We had always gotten along wonderfully with all our neighbours and Tom’s adventures underground were the first time any kind of strain had ever been put upon east–west relations in the block. The difficulty, of course, was just how does one corral such a determined beast? Tortoise collars, leads and harnesses were then very much things of the future. Actually, now I think about it, they still are. So what was to be done? My brother suggested that a small hole might be drilled through the back of Tom’s shell through which a piece of
string could be affixed, but this was soon voted down as both cruel and demeaning. Besides, to what would the other end of the string be attached? When Michael said some sort of metal ring embedded in the wall, Dad pointed out,
‘He’s
a tortoise, not fucking King
Kong.’

Within days though the situation had escalated to a point where some sort of action had to be taken. Tom, having fully mapped out the
Brimbles’
yard, now turned his roving eye to the next fence standing in his way: the one separating him from the undoubtedly lush lawn at number 15. Decision made, his front legs began furiously excavating once more and within hours he was emerging into the hitherto uncharted territory of Mr & Mrs Punt’s cherished dahlia beds.
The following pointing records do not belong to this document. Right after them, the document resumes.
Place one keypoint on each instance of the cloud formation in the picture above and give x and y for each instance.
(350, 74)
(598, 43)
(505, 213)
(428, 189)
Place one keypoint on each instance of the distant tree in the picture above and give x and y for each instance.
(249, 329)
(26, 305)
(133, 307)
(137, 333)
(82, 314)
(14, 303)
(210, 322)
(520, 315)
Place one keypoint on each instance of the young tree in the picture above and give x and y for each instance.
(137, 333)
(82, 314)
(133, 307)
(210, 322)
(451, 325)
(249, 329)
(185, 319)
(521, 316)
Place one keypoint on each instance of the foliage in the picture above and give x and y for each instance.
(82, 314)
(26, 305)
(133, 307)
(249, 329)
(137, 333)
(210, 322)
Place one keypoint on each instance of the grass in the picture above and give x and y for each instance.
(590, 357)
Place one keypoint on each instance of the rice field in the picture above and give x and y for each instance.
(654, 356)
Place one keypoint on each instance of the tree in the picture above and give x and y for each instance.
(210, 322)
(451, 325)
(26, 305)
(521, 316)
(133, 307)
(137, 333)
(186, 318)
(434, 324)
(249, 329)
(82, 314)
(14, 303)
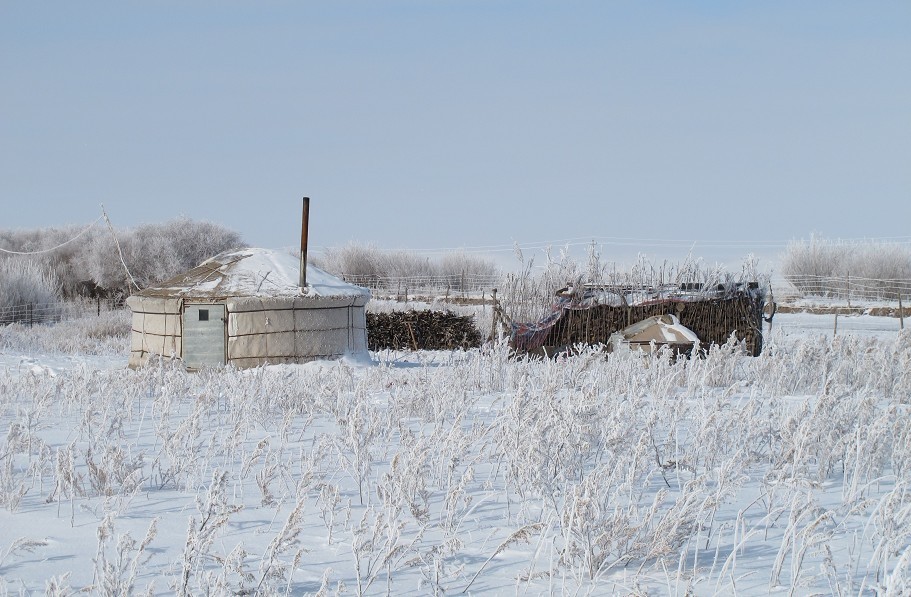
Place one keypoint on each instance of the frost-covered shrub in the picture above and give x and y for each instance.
(28, 291)
(90, 258)
(153, 252)
(366, 263)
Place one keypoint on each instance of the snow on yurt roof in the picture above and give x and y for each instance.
(253, 272)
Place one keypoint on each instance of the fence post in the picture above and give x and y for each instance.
(849, 289)
(496, 317)
(901, 312)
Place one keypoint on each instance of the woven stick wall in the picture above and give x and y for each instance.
(712, 319)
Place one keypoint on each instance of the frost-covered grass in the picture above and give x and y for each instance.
(107, 333)
(467, 472)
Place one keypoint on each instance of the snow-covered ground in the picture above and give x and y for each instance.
(460, 473)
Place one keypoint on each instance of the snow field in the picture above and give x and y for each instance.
(465, 472)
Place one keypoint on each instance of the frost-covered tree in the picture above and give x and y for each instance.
(24, 284)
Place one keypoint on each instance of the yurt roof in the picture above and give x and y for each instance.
(253, 272)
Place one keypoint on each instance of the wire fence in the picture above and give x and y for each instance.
(38, 313)
(847, 288)
(427, 284)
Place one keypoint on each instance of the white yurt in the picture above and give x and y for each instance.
(245, 308)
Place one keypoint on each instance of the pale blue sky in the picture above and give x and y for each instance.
(436, 124)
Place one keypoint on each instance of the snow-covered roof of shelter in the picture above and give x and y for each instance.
(253, 272)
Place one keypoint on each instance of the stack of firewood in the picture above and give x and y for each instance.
(421, 330)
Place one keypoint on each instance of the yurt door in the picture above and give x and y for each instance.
(203, 335)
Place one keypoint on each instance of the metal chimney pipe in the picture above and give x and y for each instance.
(305, 224)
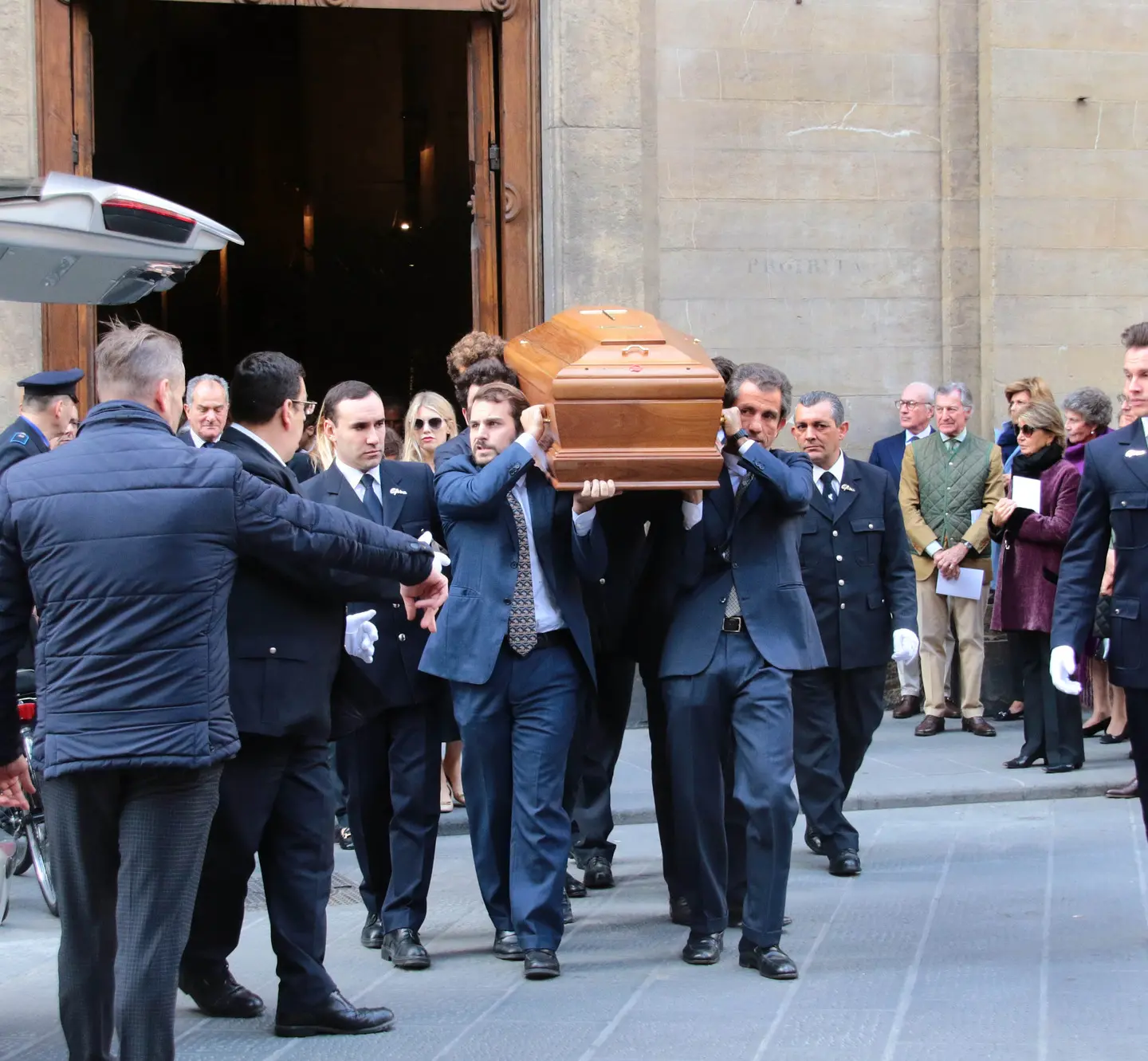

Forty-eight hours after that – having been returned to us five times – he was managing to get as far as the
Dalligans’
geraniums at number 21. Enough was enough and my father was forced to erect a wire mesh stockade that restricted Tom’s beat to the small concrete porch area immediately outside our back door. This was not meant to be a permanent enclosure but, as Dad said,
‘Just
till he gets the
idea.’
The only idea Tom got was that there might be New Worlds to be discovered beyond the rough mat that lay at the threshold to our front room. And so he became a house-tortoise, entering our home at a moment’s notice should anyone leave the back door open more than a few inches. During the summer, this would be the norm. It was very common to hear Mum break off washing up at the kitchen sink to look down over her shoulder and say,
‘Oh
, hello. What do you
bleedin’
want?’
as Tom appeared, charging around on his latest lap. The apogee of Tom’s perambulations came one day when there was a knock at our door and a man we had never seen before was standing on the doorstep holding our tortoise in his left hand.